Sunday, July 24, 2022

the privilege of enjoying a job.

I am having a ton of fun at the "new" job (if that still applies after ten weeks or so). Having a boss hire me to do what I'm best at is just magical. And unlike the last job, I haven't had to convince anyone that we actually should all be communicating and cooperating; I get to skip the much more fun step of interpersonal work. Busy people, and engineers, are rightfully leery of meetings.


I don't enjoy wasteful meetings any more than the next person. For this project, I make small meetings and mark everyone optional; sometimes there's a planned agenda, sometimes not, but right now there's such a communication debt that it almost doesn't matter who shows up, because there will be something that will benefit. And, of course, if it's not useful, we should all ditch it and go for a walk, or refill our coffee.

Since I joined, the Giant Company-Wide Project has gone from "stalled for several months" to "making headway and shipping in the foreseeable future," which I am more than happy to take credit for. An even broader scope beckons, involving more teams and projects and features, and expanding further into the future.

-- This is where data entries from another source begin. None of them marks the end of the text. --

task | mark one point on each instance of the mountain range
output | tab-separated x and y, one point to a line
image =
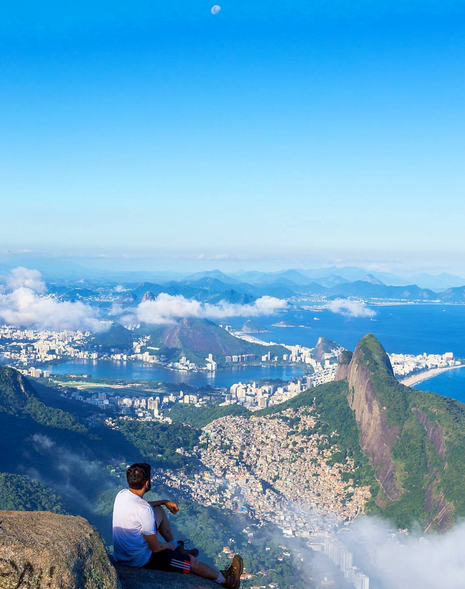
407	445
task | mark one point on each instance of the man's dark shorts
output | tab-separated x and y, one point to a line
169	560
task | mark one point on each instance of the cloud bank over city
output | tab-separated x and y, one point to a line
24	303
351	308
428	562
166	308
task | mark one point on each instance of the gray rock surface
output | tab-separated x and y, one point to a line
42	550
132	578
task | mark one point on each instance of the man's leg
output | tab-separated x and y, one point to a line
203	570
163	524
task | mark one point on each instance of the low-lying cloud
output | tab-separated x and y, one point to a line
427	561
166	308
351	308
24	303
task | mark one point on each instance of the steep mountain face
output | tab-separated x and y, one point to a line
117	338
195	338
323	346
415	441
377	437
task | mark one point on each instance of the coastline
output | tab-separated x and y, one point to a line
420	377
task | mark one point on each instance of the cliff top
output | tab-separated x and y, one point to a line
48	551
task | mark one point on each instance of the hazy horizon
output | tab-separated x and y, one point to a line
268	135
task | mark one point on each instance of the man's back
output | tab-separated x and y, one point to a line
132	519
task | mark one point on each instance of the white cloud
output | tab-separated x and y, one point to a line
165	308
427	561
24	278
23	303
351	308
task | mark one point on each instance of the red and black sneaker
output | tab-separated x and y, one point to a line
233	573
181	548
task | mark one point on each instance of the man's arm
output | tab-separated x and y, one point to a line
155	545
170	505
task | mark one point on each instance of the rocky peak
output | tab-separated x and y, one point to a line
15	390
43	550
365	370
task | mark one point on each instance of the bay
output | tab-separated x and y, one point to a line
140	371
409	329
449	384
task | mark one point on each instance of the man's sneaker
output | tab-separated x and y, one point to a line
183	550
233	573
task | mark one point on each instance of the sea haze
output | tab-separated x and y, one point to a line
409	329
448	384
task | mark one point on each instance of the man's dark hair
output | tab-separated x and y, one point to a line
138	474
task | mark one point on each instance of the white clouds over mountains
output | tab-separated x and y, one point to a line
165	308
351	308
23	303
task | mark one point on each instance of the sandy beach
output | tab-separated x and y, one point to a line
421	376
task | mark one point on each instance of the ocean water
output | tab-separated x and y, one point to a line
448	384
410	329
140	371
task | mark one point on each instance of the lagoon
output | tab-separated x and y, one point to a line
140	371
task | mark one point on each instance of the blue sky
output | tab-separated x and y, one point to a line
272	132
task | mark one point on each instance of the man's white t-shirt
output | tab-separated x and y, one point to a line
133	518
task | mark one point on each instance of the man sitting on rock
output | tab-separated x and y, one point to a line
138	525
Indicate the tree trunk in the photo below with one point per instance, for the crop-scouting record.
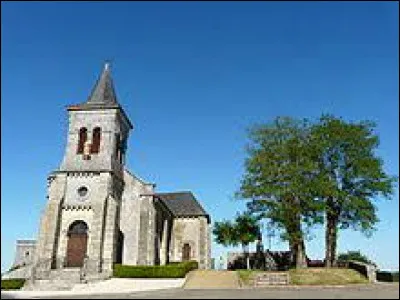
(330, 240)
(246, 256)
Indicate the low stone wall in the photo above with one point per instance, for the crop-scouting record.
(367, 270)
(22, 272)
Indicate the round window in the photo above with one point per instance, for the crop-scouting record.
(82, 191)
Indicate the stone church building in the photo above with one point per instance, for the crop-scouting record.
(98, 213)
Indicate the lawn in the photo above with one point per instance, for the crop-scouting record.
(313, 276)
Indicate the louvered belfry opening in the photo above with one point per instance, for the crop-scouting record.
(96, 138)
(82, 140)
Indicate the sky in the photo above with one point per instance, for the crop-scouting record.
(192, 77)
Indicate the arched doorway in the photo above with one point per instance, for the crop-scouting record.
(186, 252)
(120, 247)
(77, 244)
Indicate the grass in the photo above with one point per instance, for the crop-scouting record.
(323, 276)
(312, 276)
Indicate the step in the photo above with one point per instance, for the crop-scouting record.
(265, 279)
(48, 285)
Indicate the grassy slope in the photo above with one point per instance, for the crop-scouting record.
(314, 276)
(320, 276)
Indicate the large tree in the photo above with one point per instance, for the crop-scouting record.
(244, 230)
(351, 176)
(279, 178)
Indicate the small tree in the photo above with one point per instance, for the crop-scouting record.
(244, 230)
(248, 231)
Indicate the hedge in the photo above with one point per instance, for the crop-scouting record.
(175, 270)
(387, 276)
(12, 284)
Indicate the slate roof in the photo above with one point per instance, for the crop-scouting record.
(102, 96)
(182, 204)
(103, 93)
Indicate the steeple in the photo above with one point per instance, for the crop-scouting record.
(103, 93)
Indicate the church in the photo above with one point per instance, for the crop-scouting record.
(98, 213)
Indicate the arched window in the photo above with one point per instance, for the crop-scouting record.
(82, 139)
(96, 140)
(77, 227)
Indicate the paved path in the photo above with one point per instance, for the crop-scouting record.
(376, 291)
(210, 279)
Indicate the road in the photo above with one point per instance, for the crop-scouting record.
(378, 291)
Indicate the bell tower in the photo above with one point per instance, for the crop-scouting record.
(79, 227)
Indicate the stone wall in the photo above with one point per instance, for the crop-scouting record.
(25, 252)
(195, 232)
(130, 218)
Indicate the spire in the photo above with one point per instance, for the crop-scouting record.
(103, 92)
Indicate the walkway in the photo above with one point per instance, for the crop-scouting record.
(208, 279)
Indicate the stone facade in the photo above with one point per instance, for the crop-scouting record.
(25, 252)
(97, 206)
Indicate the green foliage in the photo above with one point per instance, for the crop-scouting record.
(387, 276)
(224, 233)
(350, 172)
(12, 284)
(280, 176)
(175, 270)
(244, 230)
(354, 255)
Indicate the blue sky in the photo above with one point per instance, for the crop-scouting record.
(192, 76)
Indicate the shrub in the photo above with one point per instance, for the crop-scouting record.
(12, 284)
(176, 270)
(355, 255)
(387, 276)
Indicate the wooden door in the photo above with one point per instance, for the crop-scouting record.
(76, 249)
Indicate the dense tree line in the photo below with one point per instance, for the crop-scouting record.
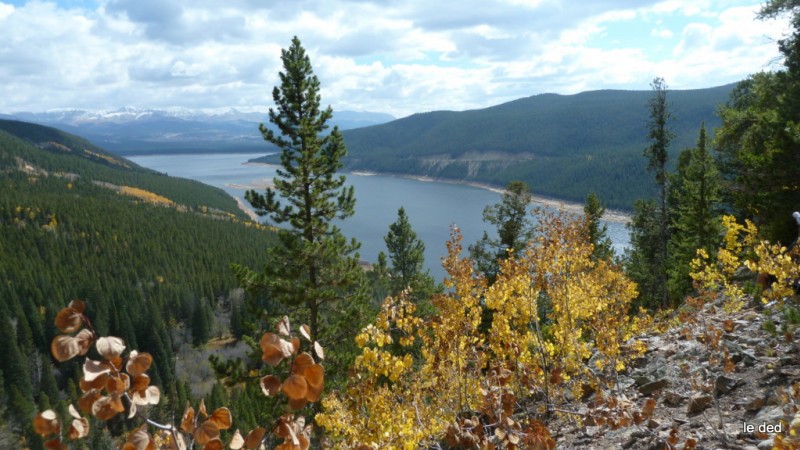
(145, 271)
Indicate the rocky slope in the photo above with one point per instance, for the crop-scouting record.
(718, 379)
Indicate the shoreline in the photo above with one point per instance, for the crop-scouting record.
(247, 210)
(611, 215)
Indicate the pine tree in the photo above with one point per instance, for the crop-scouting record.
(759, 140)
(407, 254)
(648, 265)
(593, 210)
(514, 229)
(314, 265)
(695, 223)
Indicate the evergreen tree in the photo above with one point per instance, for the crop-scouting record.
(642, 254)
(694, 194)
(648, 266)
(593, 210)
(407, 254)
(314, 265)
(514, 229)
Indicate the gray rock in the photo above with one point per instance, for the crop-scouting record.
(672, 398)
(698, 404)
(653, 386)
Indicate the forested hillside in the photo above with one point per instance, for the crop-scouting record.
(561, 145)
(149, 254)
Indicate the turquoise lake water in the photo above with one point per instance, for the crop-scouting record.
(432, 207)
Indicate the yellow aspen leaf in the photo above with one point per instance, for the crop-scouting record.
(254, 438)
(187, 421)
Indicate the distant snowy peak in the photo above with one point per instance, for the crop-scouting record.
(125, 114)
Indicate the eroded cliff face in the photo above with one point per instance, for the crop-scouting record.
(718, 379)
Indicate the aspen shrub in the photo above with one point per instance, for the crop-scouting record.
(420, 382)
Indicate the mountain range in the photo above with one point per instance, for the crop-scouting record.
(563, 146)
(132, 131)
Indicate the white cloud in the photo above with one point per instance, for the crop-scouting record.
(391, 56)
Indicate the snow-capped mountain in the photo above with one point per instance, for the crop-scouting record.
(131, 130)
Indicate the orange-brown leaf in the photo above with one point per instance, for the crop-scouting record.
(295, 387)
(648, 408)
(139, 439)
(222, 417)
(79, 429)
(98, 383)
(207, 431)
(254, 438)
(93, 369)
(270, 385)
(297, 404)
(237, 441)
(141, 382)
(138, 363)
(84, 338)
(301, 362)
(118, 384)
(77, 305)
(106, 408)
(110, 347)
(283, 327)
(64, 348)
(68, 320)
(274, 349)
(318, 350)
(214, 444)
(305, 331)
(87, 400)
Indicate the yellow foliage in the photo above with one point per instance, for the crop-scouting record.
(146, 196)
(743, 248)
(415, 379)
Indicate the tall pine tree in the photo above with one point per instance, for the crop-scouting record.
(314, 266)
(407, 254)
(694, 195)
(514, 229)
(647, 260)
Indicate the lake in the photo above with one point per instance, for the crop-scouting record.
(432, 207)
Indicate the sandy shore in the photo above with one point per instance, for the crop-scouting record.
(246, 208)
(611, 215)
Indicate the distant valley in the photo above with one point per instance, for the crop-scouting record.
(563, 146)
(134, 131)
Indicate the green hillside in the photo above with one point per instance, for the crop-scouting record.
(67, 153)
(154, 275)
(562, 145)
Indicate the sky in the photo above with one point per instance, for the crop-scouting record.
(393, 56)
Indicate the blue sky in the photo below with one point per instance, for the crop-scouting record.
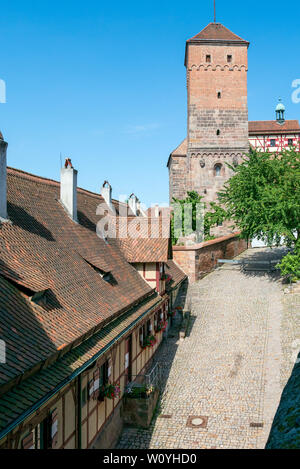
(104, 82)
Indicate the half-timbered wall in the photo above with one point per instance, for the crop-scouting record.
(95, 415)
(275, 143)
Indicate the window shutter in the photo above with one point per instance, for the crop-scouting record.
(109, 370)
(96, 383)
(28, 441)
(141, 336)
(91, 388)
(54, 428)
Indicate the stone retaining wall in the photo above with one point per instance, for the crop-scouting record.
(199, 259)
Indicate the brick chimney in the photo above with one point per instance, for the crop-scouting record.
(68, 189)
(133, 204)
(140, 210)
(3, 176)
(106, 194)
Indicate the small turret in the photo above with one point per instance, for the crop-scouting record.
(280, 110)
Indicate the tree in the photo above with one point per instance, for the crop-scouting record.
(263, 199)
(188, 217)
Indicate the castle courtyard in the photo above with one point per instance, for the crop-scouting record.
(222, 384)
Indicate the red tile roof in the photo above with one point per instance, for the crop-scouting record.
(272, 127)
(217, 32)
(43, 249)
(177, 275)
(145, 239)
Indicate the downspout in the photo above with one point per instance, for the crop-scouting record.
(78, 416)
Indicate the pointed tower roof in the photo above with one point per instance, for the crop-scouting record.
(216, 32)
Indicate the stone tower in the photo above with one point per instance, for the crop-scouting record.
(217, 127)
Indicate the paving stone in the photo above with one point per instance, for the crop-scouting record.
(230, 367)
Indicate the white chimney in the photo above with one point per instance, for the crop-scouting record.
(106, 194)
(133, 202)
(3, 175)
(68, 189)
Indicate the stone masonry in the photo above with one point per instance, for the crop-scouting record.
(217, 128)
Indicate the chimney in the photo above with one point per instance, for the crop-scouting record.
(140, 210)
(133, 203)
(68, 189)
(106, 194)
(3, 175)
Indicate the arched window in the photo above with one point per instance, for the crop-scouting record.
(217, 169)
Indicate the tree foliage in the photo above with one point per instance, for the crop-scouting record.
(263, 199)
(189, 217)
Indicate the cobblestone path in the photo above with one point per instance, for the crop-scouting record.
(226, 370)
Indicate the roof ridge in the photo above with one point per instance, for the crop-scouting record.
(214, 32)
(51, 182)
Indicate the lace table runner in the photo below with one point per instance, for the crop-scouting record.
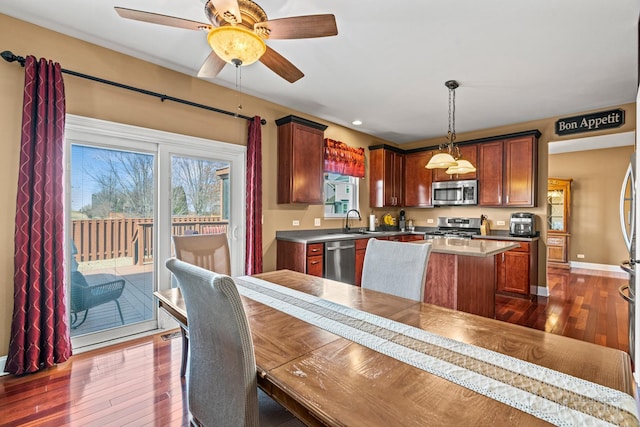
(550, 395)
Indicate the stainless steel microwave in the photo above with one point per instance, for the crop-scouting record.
(445, 193)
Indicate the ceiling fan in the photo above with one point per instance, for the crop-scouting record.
(237, 31)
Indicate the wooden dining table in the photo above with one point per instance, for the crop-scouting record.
(327, 379)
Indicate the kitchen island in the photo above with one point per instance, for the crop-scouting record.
(462, 274)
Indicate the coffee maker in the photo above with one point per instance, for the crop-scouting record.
(522, 224)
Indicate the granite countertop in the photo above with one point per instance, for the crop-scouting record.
(330, 235)
(327, 235)
(469, 247)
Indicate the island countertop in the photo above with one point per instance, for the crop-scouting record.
(469, 247)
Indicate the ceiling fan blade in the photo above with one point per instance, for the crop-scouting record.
(229, 10)
(212, 66)
(281, 66)
(299, 27)
(156, 18)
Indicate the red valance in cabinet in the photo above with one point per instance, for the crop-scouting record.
(342, 159)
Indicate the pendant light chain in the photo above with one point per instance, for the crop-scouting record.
(452, 114)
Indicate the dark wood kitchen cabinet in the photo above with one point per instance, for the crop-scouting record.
(361, 249)
(468, 152)
(300, 160)
(507, 172)
(296, 256)
(417, 179)
(517, 269)
(386, 166)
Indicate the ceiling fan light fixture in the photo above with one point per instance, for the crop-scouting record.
(233, 44)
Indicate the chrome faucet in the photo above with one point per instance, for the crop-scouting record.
(346, 221)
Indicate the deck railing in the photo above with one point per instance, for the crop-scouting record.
(103, 239)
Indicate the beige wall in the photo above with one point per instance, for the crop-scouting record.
(595, 193)
(91, 99)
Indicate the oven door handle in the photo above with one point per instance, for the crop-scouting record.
(627, 298)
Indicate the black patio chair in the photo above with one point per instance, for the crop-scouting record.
(85, 296)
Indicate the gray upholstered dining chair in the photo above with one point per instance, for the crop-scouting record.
(209, 251)
(397, 268)
(222, 385)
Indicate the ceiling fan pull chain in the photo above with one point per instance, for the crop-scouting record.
(239, 83)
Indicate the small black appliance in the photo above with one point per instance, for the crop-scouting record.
(522, 224)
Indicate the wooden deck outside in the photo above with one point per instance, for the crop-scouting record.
(136, 301)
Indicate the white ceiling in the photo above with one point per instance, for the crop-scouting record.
(515, 60)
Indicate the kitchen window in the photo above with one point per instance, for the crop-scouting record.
(340, 194)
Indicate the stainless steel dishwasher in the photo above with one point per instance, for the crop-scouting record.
(340, 261)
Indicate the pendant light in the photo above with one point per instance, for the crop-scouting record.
(449, 156)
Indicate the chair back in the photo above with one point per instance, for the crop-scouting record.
(397, 268)
(209, 251)
(221, 381)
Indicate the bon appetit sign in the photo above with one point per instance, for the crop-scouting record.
(590, 122)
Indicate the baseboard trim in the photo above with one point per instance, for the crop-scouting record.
(541, 291)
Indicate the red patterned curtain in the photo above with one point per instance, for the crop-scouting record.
(342, 159)
(254, 198)
(39, 330)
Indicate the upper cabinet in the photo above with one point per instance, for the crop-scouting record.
(417, 179)
(386, 166)
(507, 171)
(300, 160)
(558, 212)
(558, 204)
(468, 152)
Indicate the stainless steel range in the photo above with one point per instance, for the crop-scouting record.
(455, 228)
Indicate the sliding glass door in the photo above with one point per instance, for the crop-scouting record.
(129, 190)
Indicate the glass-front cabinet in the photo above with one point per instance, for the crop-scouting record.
(558, 212)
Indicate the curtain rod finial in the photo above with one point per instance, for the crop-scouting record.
(8, 56)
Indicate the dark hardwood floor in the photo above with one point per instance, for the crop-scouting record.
(582, 304)
(137, 383)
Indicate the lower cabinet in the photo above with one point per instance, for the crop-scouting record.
(300, 257)
(315, 257)
(309, 258)
(517, 269)
(361, 248)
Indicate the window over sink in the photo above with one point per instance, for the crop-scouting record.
(340, 194)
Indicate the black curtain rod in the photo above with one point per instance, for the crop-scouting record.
(10, 57)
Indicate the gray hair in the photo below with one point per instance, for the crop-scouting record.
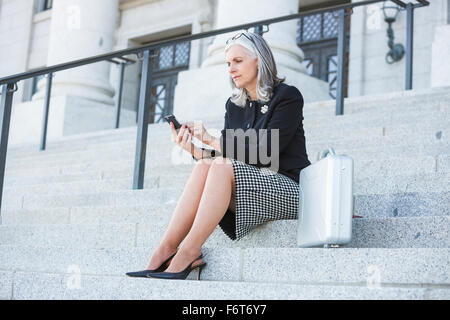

My local scope—my team and surrounding environs—so far looks like nobody is trying to do anything demonstrably insane, so I can look up and find the people who would like to do something demonstrably insane, and probably would, if I didn't work there.

I live with a certain amount of anxiety about having to get a "real" job someday, by which I get I mean physical; I'm not sure how well my current skillset of keeping people organized and talking would transfer outside the realm of modern knowledge work.

I'm still working remote, of course, as I have since 2014, and has turned out to be a gift for all of us here, since it's nice to see each other so much, I'm around to pick up some kid-related stuff, and then it turns out I have always loathed offices, finding them acutely anxiety-provoking, and every inch toward open-plan setups has been one more inch of deadened productivity.